Unmanned systems
Department of Defense Seeks New Weapons to Neutralize Drone Swarm Threat
The Department of Defense is seeking new weapons that can counter swarms of low-cost, artificial-intelligence-enabled unmanned systems, which increasingly threaten U.S. forces worldwide.
Heidi Shyu, undersecretary of defense for research and engineering, issued a need statement in May asking the industry to help build weapons that can defeat drone swarms by undermining their detection and navigation capabilities; using kinetic, directed-energy and control-link defenses in response to physical and electronic attacks; and providing capabilities to assess the effectiveness of defensive approaches, C4ISRNET reported.
Cheap uncrewed systems have shown the potential to defeat or impede attacks amid the ongoing Russian military aggression against Ukraine. A report from Wall Street Journal revealed that Ukraine repurposed a Chinese-made commercial drone worth $2,000 to destroy a multimillion-dollar T-90 Russian tank.

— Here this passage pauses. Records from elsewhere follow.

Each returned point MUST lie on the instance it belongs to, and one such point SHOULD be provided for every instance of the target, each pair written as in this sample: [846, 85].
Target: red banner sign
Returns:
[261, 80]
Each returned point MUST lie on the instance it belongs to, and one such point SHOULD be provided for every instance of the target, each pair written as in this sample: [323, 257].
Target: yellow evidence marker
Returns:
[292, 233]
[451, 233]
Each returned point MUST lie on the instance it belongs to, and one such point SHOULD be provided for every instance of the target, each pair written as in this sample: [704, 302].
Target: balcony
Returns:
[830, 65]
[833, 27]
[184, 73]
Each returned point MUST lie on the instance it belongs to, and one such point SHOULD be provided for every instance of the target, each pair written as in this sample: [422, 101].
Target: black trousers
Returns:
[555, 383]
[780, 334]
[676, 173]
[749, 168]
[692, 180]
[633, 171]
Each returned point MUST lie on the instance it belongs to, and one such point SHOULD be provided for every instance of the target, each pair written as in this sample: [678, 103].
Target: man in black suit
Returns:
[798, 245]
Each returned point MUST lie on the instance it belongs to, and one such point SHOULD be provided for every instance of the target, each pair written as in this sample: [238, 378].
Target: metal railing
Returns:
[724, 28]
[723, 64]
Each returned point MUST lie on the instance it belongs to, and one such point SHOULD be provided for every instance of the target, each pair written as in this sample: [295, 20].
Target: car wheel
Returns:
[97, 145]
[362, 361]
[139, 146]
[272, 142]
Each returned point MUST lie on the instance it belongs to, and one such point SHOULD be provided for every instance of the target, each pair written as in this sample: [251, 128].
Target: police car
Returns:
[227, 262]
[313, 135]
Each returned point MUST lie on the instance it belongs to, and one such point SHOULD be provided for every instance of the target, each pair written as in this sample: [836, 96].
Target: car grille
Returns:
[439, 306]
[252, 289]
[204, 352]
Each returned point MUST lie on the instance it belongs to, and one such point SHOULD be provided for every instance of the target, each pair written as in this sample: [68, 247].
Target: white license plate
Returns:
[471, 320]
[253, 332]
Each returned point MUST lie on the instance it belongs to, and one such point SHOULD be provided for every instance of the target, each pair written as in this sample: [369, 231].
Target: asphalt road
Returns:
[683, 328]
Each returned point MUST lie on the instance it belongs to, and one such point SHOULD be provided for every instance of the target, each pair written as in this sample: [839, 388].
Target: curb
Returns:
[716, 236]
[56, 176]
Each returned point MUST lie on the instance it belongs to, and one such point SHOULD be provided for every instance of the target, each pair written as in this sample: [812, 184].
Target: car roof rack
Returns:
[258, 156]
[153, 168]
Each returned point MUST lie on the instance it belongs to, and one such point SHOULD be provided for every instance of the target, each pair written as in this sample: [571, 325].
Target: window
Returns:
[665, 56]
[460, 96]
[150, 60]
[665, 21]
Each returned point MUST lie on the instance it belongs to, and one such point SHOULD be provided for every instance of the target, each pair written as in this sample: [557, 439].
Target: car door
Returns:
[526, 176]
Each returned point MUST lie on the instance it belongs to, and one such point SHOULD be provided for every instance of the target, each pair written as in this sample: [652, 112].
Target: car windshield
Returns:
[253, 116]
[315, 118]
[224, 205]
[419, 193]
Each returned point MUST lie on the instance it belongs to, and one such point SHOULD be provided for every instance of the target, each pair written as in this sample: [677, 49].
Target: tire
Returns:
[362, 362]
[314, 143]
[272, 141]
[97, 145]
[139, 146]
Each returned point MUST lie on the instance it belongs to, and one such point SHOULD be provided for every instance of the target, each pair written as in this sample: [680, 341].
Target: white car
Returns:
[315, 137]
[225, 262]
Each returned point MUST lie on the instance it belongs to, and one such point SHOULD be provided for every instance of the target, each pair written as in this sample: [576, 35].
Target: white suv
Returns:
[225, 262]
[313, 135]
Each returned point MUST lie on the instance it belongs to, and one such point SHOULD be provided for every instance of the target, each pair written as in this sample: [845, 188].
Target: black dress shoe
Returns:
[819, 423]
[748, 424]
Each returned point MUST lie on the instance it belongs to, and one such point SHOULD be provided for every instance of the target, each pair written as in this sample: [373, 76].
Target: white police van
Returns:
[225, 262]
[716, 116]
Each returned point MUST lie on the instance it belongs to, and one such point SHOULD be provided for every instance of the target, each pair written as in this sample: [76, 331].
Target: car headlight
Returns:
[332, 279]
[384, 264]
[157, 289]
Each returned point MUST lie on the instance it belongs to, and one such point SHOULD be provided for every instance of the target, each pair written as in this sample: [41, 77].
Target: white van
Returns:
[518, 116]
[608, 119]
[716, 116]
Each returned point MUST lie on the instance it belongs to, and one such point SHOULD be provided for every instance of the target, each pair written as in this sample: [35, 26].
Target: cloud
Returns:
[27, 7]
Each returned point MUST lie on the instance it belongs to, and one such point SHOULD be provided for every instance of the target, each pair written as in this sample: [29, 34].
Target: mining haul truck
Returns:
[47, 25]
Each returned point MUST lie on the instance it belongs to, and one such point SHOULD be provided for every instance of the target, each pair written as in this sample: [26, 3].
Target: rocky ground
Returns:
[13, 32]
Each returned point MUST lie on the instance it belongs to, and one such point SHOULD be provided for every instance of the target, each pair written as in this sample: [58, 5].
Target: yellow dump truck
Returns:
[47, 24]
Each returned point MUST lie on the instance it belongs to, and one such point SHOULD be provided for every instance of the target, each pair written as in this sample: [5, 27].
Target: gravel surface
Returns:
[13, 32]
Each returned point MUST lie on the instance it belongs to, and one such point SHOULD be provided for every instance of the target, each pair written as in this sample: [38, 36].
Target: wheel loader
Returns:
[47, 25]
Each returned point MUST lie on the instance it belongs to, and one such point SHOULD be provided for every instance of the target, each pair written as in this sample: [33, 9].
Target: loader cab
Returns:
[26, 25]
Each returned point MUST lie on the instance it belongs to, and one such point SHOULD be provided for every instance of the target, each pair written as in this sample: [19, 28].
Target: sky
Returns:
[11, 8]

Gregory Allen, director of the Wadhwani Center for AI and Advanced Technologies at the Center for Strategic and International Studies, said publishing the need statement means the DOD recognizes that such low-cost drones “are likely to be an enduring part of future battlefields.”
Allen, however, called on DOD program managers to assess their AI and autonomy projects. In a recently published paper, he noted that the efforts are not moving fast enough to achieve objectives.